Celui qui était la cible de toutes les attaques depuis plus de deux semaines a cédé à la rue et obéi aux slogans "dégage" que scandait son peuple, à travers le pays et le monde, en amont de la présidentielle prévue initialement le 18 avril.

Ce peuple algérien uni, debout, digne, a réussi à prendre son destin en main en manifestant pacifiquement, une leçon pour toutes les démocraties, à commencer, ironiquement, par la France.

Il a rejeté ce qui semblait être une simple formalité: la réélection d’un président qui, selon tous les spécialistes, n’est plus en mesure de prétendre exercer quelque autorité que ce soit mais qui, grâce à la forteresse qu’il a construite autour de lui notamment en partenariat avec l’armée et les renseignements, a réussi à préserver son titre et ses intérêts alors même qu'il ne s'est pas exprimé depuis son AVC en 2013.

...Jusqu’à ce que les réseaux sociaux s’en mêlent, que la jeunesse bouscule les codes, l’ordre établi et refuse cette opacité du pouvoir dont personne ne sait qui l’exerce véritablement. Une jeunesse, qui comme l'ont rappelé de nombreux spécialistes de l'Algérie, ne connaît son président qu'en photo.

Et si cette mobilisation pacifique est à saluer sans équivoque, le renoncement du chef de l'Etat algérien est lui un succès en demi-teinte pour un peuple avide de démocratie: d'un point de vue symbolique, c'est une victoire totale car si d’autres leaders ont attendu des effusions de sang pour "tomber", le peuple algérien a lui su "faire plier" son président à coup de slogans. Concrètement toutefois, les modalités de ce renoncement sont floues et surtout, continuent d'être dictées par celui qui donne l'apparence de s'incliner.

A l’inverse du printemps arabe au cours duquel une répression sans nom a été exercée sur les manifestants, Bouteflika, du moins son cercle, a compris qu’il était trop tard et qu’à défaut de briguer un cinquième mandat, il fallait décider de l’issue de cette mobilisation et prendre le temps d’organiser les affaires de ceux qui ont bénéficié des faveurs présidentielles durant ces vingt dernières années.

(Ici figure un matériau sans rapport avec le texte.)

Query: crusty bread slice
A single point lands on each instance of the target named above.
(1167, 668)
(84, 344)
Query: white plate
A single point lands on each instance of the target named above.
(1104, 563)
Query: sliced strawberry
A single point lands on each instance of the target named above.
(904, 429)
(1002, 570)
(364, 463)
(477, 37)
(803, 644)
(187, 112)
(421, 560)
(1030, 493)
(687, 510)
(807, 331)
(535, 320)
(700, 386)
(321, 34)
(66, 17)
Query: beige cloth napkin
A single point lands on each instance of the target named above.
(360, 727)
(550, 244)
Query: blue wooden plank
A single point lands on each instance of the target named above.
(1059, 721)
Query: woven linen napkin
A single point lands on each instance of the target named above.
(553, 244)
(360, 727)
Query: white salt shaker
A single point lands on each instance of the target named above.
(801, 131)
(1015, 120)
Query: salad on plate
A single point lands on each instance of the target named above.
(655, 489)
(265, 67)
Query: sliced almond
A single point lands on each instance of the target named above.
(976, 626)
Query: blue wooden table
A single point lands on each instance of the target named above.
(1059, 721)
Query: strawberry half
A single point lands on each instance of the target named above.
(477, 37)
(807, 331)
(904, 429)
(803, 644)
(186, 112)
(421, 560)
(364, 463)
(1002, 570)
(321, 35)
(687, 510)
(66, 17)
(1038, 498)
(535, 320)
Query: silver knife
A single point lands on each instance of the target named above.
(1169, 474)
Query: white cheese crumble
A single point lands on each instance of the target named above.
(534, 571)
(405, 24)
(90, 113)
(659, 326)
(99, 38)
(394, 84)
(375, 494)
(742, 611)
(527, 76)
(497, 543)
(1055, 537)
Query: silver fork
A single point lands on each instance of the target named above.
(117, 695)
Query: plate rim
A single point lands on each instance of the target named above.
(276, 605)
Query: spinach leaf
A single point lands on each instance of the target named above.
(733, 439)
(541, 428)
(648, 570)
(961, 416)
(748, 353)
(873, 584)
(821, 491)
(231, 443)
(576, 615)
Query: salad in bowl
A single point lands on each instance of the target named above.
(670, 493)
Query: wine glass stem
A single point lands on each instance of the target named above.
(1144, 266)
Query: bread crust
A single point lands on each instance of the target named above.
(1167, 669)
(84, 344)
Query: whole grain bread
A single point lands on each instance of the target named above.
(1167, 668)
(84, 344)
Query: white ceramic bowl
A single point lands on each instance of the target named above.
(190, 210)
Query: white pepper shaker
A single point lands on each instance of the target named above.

Bouteflika dehors certes, mais à ses propres conditions, qui visent surtout à faire gagner du temps à son cercle et lui permettent d'assurer une transition qui lui soit également favorable.

La prochaine présidentielle "aura lieu dans le prolongement de la conférence nationale inclusive et indépendante (...) équitablement représentative de la société algérienne comme des sensibilités qui la parcourent" qui "devra s’efforcer de compléter son mandat avant la fin de l’année 2019", a indiqué M. Bouteflika lundi soir: renoncement oui mais au prix d'une transition à durée indéterminée…

Passée la phase d'apparente satisfaction, pas sûr que les Algériens se laissent duper par ce qui peut s'apparenter à une ruse du pouvoir, qui feint la compréhension pour mieux maintenir la barre et décider du cap.

Le monde a aujourd'hui les yeux rivés sur Alger, qui inaugure un printemps d'un genre nouveau.